Moreover, the report indicated that government bond yields are expected to turn positive as well. With diminishing foreign exchange risks, this is anticipated to lure portfolio investors back into the Egyptian debt market sooner than previously expected.
However, the agency anticipates exchange rate volatility in the short term as the market adjusts to the long-awaited currency devaluation. While the exchange rate is currently weaker than the agency's long-held range of 40.00 to 45.00 Egyptian pounds per US dollar, it remains close to the 50.00 Egyptian pounds per US dollar level.
Forecasts regarding the currency value in the short term will hinge on the amount of foreign currency provided by the Central Bank of Egypt through banks. Nevertheless, estimates suggest that the exchange rate will stabilize around 50.0 Egyptian pounds per US dollar by the end of the year if portfolio investments materialize as expected.
BMI believes that Egyptian authorities have sufficient foreign currencies to swiftly bridge the gap with the widely-used parallel market rate. Egypt recently received the first tranche of a new investment deal with the United Arab Emirates, with more expected in the short term through a new program with the IMF and portfolio investment inflows.

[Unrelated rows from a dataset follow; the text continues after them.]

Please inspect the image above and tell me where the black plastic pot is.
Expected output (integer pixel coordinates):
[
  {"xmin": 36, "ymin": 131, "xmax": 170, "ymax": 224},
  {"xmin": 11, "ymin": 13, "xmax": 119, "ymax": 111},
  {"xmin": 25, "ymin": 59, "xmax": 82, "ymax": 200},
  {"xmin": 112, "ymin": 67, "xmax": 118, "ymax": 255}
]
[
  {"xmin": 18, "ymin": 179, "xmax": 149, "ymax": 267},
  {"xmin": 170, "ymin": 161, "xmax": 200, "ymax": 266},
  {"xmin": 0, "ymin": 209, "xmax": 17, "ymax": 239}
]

With tighter monetary policy and currency flotation, Egypt has now met the core requirements for a larger IMF program. The announced measures have been adopted as part of a comprehensive set of economic reforms in coordination with the government, and with consistent support from multilateral and bilateral partners.
While portfolio investments will alleviate short-term pressures, they will also expose Egypt to fluctuations in investor sentiment in the event of shocks.
Geopolitical risks arising from the conflict between Israel and Hamas, as well as the crisis in the Red Sea, remain elevated and pose a threat to Egypt's overall economic stability.
The agency views the political risks stemming from the announced measures as manageable, as the authorities' crackdown on currency traders and speculators, coupled with positive news such as the recent UAE investment deal, has bolstered the Egyptian pound in the parallel market from around 75.0 Egyptian pounds per US dollar in January 2024 to about 50.0 Egyptian pounds per US dollar.
The increase in the currency value in the widely-used parallel market has had a positive psychological impact on Egyptians, as they can now purchase dollars at a much stronger official rate compared to the parallel market rate of 75 Egyptian pounds per US dollar, making currency flotation more socially acceptable.
The report maintains its outlook that economic growth will decelerate from 3.8% in the fiscal year 2022/2023 to 3.2% in the fiscal year 2023/2024 before rising by 4.2% in the fiscal year 2024/2025, as tighter monetary policy than expected will lead to increased borrowing costs for companies and households, negatively impacting local consumption and investment.